Of course she hadn’t believed the rest. Was he crazy? How could she have believed the rest? Would he have done? He’d doubted it even with the entire establishment of Cambridge University presenting the case. He never would have believed the story if she had been on his side of the bed and he on hers. Nobody would. Nobody ever could.
He was dressing now. And as he did so his eye ranged round the room. What should he take? What was essential? Nothing that wasn’t already in his bags. For a moment he thought he’d left his wallet on the table but it was Bernadette’s purse. She favoured mannish accessories; it was part of her political identity.
He looked at his bags. They were where they had been the night before. She hadn’t touched them. If only he’d shown her his computer. The photographs, the history archive. Would she have believed him even then?
That he was a time traveller?
No, she would have thought he was a magician, an illusionist, or else had drugged her or hypnotized her.
But she would not have believed that he was from the future and that an entire alternative twentieth century, in which she herself had lived and died, had already happened.
He looked out of the window. It was early dawn and the street below was empty. Above him was a terraced rooftop which ran the length of the street. There was a pretty stout drainpipe offering a possible means of ascent.
He put on a leather jerkin he’d bought on his first day in Berlin, loading its pockets with the papers for the other identities Chronos had supplied him with. One German and one Austrian. If he had to run, which he was absolutely convinced he must, Hugh Stanton would no longer be of any use to him.
Next he took the larger of his two bags and emptied out the sniper’s rifle, which was the heaviest item in it. It had served his purpose, and since Bernadette had seen it there was no point in further concealment. He also pulled out all but a single change of clothes and any books and other clutter he’d collected in the present century. Then he took the smaller of the bags, which contained his computer, his spare pistol, his smart phone with its precious photo album and his money, and emptied it all into the big bag. If he was truly on the run then one bag was definitely better than two.
One last glance around.
Now he was ready.
It was time to go.
Not that he cared whether he survived for himself. He felt at that moment that he’d be perfectly happy to die in a hail of police bullets. Chronos had drained the life from him. First it had taken away the love of his life and now in a way it was depriving him of a second chance to love. For he had loved Bernadette. He still loved her.
But he had a plan and he knew he must see it through. He still wanted to warn the new future about the old future. To leave an account of history as it had been before he changed it. He wanted to return to Constantinople.
He picked up his bag and took a step towards the door.
Before he could reach it the handle turned.
By the time it had revolved sufficiently for the door to be opened, Stanton was pointing his pistol at it.
The door opened and Bernadette entered.
Stanton smelt hot, freshly baked bread. There was a loaf under her arm.
‘Goodness,’ Bernadette said. ‘Why are you pointing a gun?’

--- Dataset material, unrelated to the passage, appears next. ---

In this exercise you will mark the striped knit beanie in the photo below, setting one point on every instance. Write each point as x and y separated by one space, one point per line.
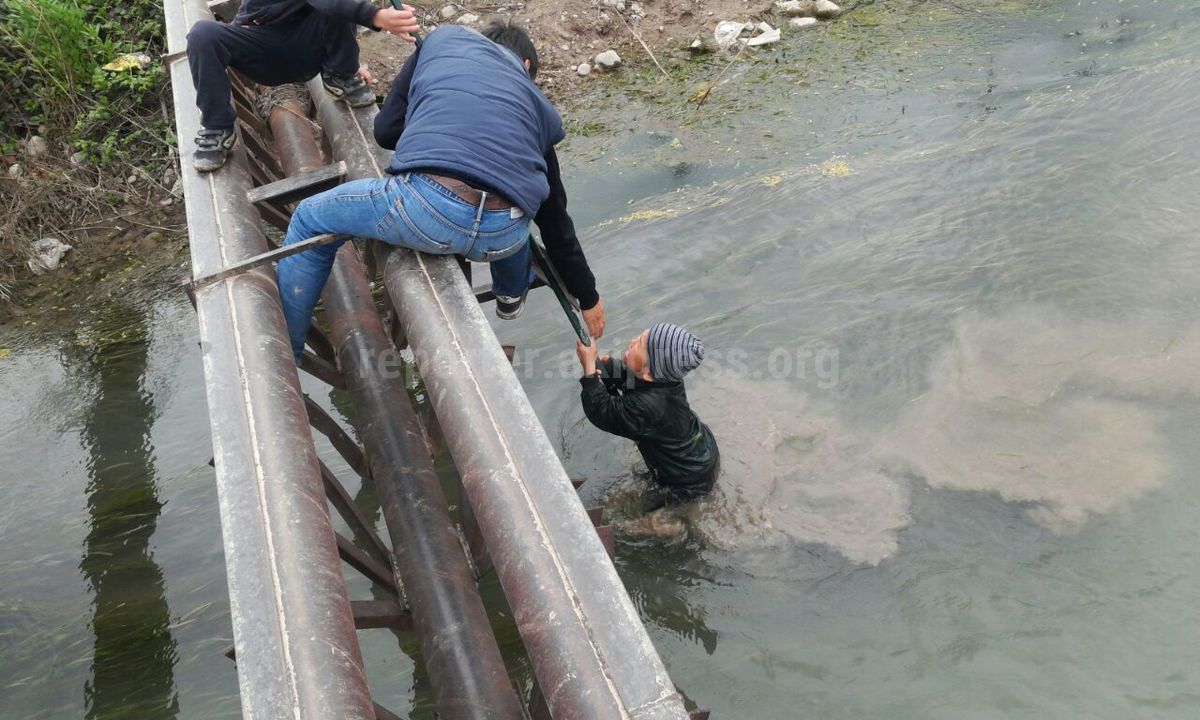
673 352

‘You were gone,’ he said quietly, from behind the pistol. ‘It isn’t yet five. Why were you gone?’
‘I couldn’t sleep,’ she said. ‘How would you expect me too? Lying beside a man from another world. It wasn’t enough that you made me fall in love with you, then you had to turn out to be a time traveller?’

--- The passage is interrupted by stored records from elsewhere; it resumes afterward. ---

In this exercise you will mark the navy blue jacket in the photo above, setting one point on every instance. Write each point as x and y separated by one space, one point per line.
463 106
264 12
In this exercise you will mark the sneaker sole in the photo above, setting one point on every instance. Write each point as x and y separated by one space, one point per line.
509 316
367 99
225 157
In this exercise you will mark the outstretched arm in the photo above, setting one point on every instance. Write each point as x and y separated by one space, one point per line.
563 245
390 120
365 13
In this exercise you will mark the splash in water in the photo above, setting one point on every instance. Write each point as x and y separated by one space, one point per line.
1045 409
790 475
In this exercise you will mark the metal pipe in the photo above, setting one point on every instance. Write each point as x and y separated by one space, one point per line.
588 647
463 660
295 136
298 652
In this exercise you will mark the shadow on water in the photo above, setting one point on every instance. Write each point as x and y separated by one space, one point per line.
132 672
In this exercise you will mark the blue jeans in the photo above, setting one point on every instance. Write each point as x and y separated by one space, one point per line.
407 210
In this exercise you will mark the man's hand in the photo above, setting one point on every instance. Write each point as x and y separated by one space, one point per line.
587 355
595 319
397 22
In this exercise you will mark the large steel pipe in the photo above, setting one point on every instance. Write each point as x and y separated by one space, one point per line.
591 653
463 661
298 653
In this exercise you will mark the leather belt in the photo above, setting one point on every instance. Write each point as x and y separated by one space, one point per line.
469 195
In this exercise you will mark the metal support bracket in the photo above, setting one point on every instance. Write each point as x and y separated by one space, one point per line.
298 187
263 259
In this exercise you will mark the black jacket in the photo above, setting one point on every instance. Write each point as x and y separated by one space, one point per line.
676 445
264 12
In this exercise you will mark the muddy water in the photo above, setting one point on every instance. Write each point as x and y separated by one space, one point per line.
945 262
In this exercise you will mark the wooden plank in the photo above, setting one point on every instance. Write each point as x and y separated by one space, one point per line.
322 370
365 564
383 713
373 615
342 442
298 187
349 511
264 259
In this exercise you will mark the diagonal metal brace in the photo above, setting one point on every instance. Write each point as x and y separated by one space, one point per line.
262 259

She was smiling as she said it. That beautiful smile he’d first loved on the train from Zagreb. But the smile was fading.
‘You’re still pointing that gun, Hugh. Why are you pointing a gun at me? Why are you dressed with a bag in your hand … you’re leaving?’
He lowered his gun. Relief or at least the tentative hope of relief springing within him.
‘I … I woke up and you weren’t there. I thought …’
A shadow of sadness passed across her face.
‘You thought I hadn’t believed you?’
‘You were gone, I …’
‘And were you going too, Hugh? If I’d spent five more minutes in the queue for hot bread, would I have returned to find you gone?’ She glanced at the table and at the bed they’d shared. ‘And not a note? Not a bloody note to say goodbye? Is that what was going to happen? You were just going to simply disappear? You said you loved me!’